Table 14.2. The most common headers found in the 20 newsgroups articles. A few of the less common headers are included as well.

Header	Count	Comment	Action
Subject	11,314	Text	Keep
From	11,314	Sender of message	Keep
Lines	11,311	Number of lines in message	Keep
Organization	10,841	Related to sender	Try?
Distribution	2,533	Possible target leak	Try?
Nntp-Posting-Host	2,453	Related to sender	Try?
NNTP-Posting-Host	2,311	Same as previous except for capitalization	Try?
Reply-To	1,720	Possible cue, not common, experiment with this	Try?
Keywords	926	Describes content	Keep
Article-I.D.	673	Too specific	Drop
X-Newsreader	588	Software used by sender	Drop
Summary	391	Like “Keywords”	Keep
Originator	291	Similar to “From,” but much less common	Drop
In-Reply-To	219	Probably just an ID number, rare	Drop
News-Software	164	Software used by sender	Drop
Expires	113	Date-specific, rare	Drop
In-reply-to	101	Probably just an ID number, rare	Drop
To	80	Possible target leak, rare	Drop
X-Disclaimer	64	Noise, rare	Drop
Disclaimer	56	Possible cue due to newsgroup paranoia level, rare	Drop
...		...
Weather	1	Bizarre header	Drop
Orginization	1	Spelling errors in headers are surprising	Drop
Oganization	1	Well, maybe not	Drop
Oanization	1		Drop
Moon-Phase	1	Yes, really, one posting had this; open source is wonderful	!?!
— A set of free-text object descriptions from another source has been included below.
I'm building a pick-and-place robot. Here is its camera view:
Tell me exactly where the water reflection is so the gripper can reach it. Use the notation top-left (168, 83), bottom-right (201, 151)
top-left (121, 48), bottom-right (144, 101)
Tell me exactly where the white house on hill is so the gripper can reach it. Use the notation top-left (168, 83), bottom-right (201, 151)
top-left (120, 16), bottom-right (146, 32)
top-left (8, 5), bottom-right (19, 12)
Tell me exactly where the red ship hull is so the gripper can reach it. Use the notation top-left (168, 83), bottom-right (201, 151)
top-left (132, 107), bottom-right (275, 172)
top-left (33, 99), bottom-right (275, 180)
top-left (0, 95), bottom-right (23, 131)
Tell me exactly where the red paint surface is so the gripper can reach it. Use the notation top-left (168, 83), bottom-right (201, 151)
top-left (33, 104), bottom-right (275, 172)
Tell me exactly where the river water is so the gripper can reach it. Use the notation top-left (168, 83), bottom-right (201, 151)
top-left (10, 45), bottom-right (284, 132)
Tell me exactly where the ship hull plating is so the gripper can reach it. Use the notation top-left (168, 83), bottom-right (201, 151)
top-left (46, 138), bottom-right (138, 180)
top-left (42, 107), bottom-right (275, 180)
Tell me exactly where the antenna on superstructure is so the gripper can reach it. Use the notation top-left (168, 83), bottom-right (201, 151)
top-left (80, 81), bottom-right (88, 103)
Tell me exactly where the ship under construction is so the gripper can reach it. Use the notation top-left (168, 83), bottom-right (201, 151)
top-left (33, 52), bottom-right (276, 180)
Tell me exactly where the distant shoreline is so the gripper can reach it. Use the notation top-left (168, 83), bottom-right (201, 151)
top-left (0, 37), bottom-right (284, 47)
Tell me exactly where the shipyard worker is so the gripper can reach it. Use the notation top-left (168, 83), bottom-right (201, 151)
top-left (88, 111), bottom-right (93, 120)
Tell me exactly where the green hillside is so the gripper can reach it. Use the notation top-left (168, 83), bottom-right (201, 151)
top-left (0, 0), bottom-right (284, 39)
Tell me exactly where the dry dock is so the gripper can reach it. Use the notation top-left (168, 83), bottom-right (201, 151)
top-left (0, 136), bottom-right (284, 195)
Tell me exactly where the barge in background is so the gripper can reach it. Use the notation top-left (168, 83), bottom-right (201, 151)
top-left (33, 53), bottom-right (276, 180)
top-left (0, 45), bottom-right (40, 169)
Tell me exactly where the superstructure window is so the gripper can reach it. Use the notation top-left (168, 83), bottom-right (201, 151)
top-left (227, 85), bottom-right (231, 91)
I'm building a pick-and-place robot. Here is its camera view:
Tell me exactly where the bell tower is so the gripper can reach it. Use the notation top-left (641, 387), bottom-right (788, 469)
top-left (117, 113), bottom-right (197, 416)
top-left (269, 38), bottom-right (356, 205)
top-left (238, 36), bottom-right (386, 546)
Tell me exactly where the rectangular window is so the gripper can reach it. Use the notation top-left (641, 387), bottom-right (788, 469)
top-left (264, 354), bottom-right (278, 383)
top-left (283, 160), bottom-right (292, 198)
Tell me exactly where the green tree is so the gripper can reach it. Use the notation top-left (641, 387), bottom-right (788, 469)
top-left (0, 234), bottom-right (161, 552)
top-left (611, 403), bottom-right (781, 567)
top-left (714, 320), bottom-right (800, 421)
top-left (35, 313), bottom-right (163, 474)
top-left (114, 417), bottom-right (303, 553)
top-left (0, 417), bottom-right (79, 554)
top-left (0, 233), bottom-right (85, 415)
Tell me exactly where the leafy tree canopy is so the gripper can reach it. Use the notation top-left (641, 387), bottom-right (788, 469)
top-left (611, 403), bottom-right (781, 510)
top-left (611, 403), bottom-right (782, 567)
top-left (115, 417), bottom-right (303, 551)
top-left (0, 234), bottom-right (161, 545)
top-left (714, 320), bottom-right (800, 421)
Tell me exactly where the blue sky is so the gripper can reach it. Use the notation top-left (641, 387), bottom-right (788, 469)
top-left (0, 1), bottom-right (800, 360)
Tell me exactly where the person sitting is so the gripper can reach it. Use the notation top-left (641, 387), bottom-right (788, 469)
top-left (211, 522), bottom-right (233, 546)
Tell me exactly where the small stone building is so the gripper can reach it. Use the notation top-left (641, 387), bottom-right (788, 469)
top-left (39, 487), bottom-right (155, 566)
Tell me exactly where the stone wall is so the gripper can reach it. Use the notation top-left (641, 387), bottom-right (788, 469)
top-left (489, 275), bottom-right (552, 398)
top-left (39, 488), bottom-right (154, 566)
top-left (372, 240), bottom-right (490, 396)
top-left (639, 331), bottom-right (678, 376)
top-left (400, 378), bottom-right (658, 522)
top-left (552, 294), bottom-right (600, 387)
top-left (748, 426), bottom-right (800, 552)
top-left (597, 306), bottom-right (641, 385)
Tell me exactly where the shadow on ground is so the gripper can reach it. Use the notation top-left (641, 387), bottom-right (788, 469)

Many headers are unlikely to be helpful, and many are too rare to have much effect. Table 14.2 marks Subject, From, Lines, Keywords, and Summary as potentially interesting feature headers. These occur fairly often and seem likely to relate to the content of the document. The oddball among these is Lines, which is actually content-related because some newsgroups tend to have longer documents and some to have shorter ones.

Tip

Preliminary analysis of data is critical to successful classification. It’s sometimes fun because the analysis often turns up Easter eggs like the Moon-Phase header line in table 14.2. These surprises can also be important in building a classifier, because they can uncover problems in the data or give you a key insight that simplifies the classification problem. Visualize early and visualize often.

Note that the 20 newsgroups example has been carefully prepared so it’s easy to use for testing classifiers. As such, it isn’t entirely realistic. You can see that no preprocessing is needed because all of the data is in one place and all obvious target leaks have already been removed, so you can proceed to text analysis.

14.4.2. Parsing and tokenizing features for the 20 newsgroups data

The second phase of preparing data for the learning algorithm is converting classifiable data (of the four possible types) into vectors. For the 20 newsgroups data set, all of the fields besides Lines are text-like or word-like, and all seem to be in a form that will tokenize easily using the standard Lucene tokenizer. The Lines field is a number, and it can be parsed using the Lucene tokenizer as well. It appears that this field will be quite helpful in distinguishing between some newsgroups because the average number of lines per message for the talk.politics.* groups is about 60 lines whereas the average number of lines for documents in misc.forsale is only 25 lines.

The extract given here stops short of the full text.